The MORGANA model for the rise of galaxies and active nuclei

We present the Model for the Rise of Galaxies and Active Nuclei (MORGANA), a new code for the formation and evolution of galaxies and active galactic nuclei (AGNs). Starting from the merger trees of dark matter (DM) haloes and a model for the evolution of substructure within the haloes, the complex physics of baryons is modelled with a set of state-of-the-art models that describe the mass, metal and energy flows between the various components (baryonic halo, bulge, disc) and phases (cold and hot gas, stars) of a galaxy. These flows are then numerically integrated to produce predictions for the evolution of galaxies. The processes of shock-heating and cooling, star formation, feedback, galactic winds and superwinds, accretion on to black holes and AGN feedback are described by new models. In particular, the evolution of the halo gas explicitly follows the thermal and kinetic energies of the hot and cold phases, while star formation and feedback follow the results of the multiphase model recently proposed by Monaco. The increased level of sophistication of these models allows to move from a phenomenological description of gas physics, based on simple scalings with the depth of the DM halo potential, towards a fully physically motivated one. We deem that this is fully justified by the level of maturity and rough convergence reached by the latest versions of numerical and semi-analytic models of galaxy formation.
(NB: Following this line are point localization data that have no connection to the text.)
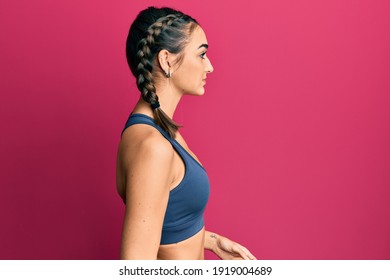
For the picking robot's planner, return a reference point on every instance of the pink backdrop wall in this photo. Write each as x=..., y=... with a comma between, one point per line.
x=293, y=129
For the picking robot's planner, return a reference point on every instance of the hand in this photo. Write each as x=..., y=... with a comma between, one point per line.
x=226, y=249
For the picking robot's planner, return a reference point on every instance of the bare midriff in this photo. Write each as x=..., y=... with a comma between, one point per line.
x=189, y=249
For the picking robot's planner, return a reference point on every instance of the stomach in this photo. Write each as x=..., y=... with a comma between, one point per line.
x=189, y=249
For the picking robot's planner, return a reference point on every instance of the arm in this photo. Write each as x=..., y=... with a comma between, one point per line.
x=147, y=192
x=225, y=248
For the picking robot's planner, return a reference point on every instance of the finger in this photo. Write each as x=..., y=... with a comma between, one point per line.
x=240, y=250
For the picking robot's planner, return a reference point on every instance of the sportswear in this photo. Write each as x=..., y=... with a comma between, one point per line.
x=187, y=201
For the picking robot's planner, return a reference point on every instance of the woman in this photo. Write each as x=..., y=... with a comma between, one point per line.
x=162, y=183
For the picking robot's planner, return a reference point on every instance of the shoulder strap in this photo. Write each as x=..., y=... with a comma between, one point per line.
x=144, y=119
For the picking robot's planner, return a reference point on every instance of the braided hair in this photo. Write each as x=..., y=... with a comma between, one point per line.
x=153, y=30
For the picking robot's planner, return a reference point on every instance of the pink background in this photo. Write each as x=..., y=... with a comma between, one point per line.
x=293, y=128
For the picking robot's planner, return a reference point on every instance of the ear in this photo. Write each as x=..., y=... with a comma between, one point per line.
x=163, y=59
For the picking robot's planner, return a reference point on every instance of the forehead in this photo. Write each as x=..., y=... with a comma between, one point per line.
x=197, y=39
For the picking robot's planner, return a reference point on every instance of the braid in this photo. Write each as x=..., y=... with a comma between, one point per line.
x=153, y=30
x=144, y=71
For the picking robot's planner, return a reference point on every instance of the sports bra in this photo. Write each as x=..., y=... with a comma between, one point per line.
x=187, y=201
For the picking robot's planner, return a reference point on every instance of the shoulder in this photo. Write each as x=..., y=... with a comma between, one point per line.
x=145, y=144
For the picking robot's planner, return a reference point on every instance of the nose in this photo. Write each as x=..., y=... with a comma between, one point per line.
x=209, y=66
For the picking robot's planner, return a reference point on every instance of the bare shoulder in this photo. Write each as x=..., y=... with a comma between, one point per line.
x=181, y=140
x=143, y=154
x=144, y=141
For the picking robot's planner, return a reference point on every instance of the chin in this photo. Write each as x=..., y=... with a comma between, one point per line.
x=197, y=93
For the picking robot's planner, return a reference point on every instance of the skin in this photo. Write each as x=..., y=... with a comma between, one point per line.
x=148, y=167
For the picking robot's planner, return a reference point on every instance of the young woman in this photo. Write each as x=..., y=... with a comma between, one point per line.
x=163, y=184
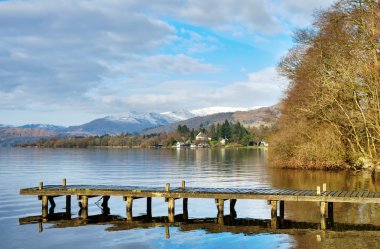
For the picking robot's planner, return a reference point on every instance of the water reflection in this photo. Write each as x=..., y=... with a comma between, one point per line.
x=229, y=224
x=229, y=168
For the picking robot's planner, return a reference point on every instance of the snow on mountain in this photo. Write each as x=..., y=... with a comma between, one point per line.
x=130, y=122
x=219, y=109
x=179, y=115
x=47, y=127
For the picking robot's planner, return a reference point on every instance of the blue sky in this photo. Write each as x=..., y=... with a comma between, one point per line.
x=68, y=61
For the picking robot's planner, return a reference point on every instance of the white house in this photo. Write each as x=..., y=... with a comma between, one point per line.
x=201, y=137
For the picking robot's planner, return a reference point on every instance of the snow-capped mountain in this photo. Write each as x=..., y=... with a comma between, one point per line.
x=182, y=114
x=130, y=122
x=216, y=109
x=47, y=127
x=179, y=115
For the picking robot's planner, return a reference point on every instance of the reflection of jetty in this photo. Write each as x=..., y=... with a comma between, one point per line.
x=230, y=224
x=275, y=198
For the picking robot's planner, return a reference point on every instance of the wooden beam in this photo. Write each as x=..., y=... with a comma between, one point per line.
x=274, y=223
x=149, y=206
x=171, y=211
x=129, y=208
x=44, y=206
x=84, y=208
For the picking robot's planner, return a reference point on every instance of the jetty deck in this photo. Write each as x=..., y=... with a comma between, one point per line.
x=275, y=198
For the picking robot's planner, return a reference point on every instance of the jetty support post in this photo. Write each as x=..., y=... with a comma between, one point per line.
x=44, y=201
x=323, y=207
x=84, y=206
x=185, y=203
x=171, y=205
x=220, y=207
x=232, y=208
x=274, y=222
x=149, y=207
x=44, y=206
x=129, y=207
x=68, y=198
x=330, y=213
x=105, y=201
x=282, y=211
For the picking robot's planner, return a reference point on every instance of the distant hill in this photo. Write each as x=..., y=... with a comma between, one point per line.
x=12, y=136
x=131, y=122
x=47, y=127
x=261, y=116
x=136, y=122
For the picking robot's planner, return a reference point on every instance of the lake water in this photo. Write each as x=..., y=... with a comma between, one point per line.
x=356, y=225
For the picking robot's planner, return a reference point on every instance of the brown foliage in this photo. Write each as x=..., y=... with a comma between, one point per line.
x=331, y=115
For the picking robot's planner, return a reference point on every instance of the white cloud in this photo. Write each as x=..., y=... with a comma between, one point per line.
x=262, y=88
x=106, y=56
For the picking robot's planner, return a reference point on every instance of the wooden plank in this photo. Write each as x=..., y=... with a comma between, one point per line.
x=365, y=194
x=214, y=193
x=360, y=194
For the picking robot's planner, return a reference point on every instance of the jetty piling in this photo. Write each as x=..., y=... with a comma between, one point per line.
x=276, y=199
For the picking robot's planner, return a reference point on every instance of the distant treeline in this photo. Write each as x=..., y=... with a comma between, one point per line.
x=331, y=111
x=233, y=133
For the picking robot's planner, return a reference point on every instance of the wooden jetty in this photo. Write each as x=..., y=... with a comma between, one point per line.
x=275, y=197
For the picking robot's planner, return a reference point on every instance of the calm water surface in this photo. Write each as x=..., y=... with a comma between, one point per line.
x=356, y=225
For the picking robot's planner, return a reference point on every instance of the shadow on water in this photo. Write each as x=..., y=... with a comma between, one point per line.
x=219, y=224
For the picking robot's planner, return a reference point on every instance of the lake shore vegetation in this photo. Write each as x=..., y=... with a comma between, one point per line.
x=331, y=111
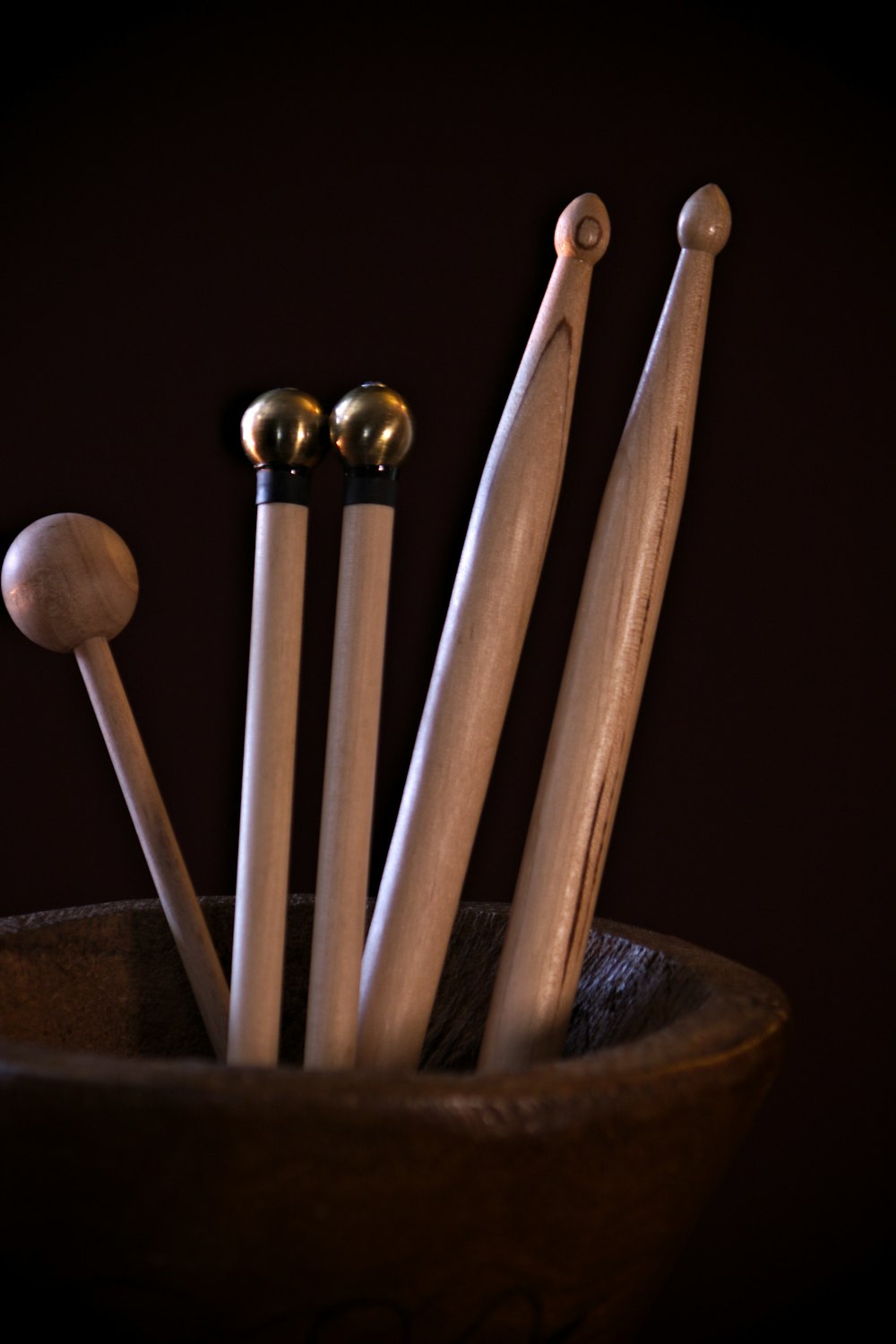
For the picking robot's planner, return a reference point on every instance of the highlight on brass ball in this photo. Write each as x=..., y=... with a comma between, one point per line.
x=285, y=427
x=373, y=426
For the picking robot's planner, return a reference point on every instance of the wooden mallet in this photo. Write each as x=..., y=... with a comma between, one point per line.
x=605, y=672
x=373, y=432
x=476, y=663
x=284, y=435
x=70, y=585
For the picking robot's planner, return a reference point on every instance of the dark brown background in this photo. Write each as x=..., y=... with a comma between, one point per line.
x=211, y=201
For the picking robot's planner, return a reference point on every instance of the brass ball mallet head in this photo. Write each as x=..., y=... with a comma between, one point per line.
x=69, y=578
x=285, y=427
x=373, y=426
The comparison of the predictions of MORGANA with a basic set of galactic data reveals from the one hand an overall rough agreement, and from the other hand highlights a number of well- or less-known problems: (i) producing the cut-off of the luminosity function requires to force the quenching of the late cooling flows by AGN feedback, (ii) the normalization of the Tully - Fisher relation of local spirals cannot be recovered unless the DM haloes are assumed to have a very low concentration, (iii) the mass function of HI gas is not easily fitted at small masses, unless a similarly low concentration is assumed, (iv) there is an excess of small elliptical galaxies at z = 0. These discrepancies, more than the points of agreement with data, give important clues on the missing ingredients of galaxy formation.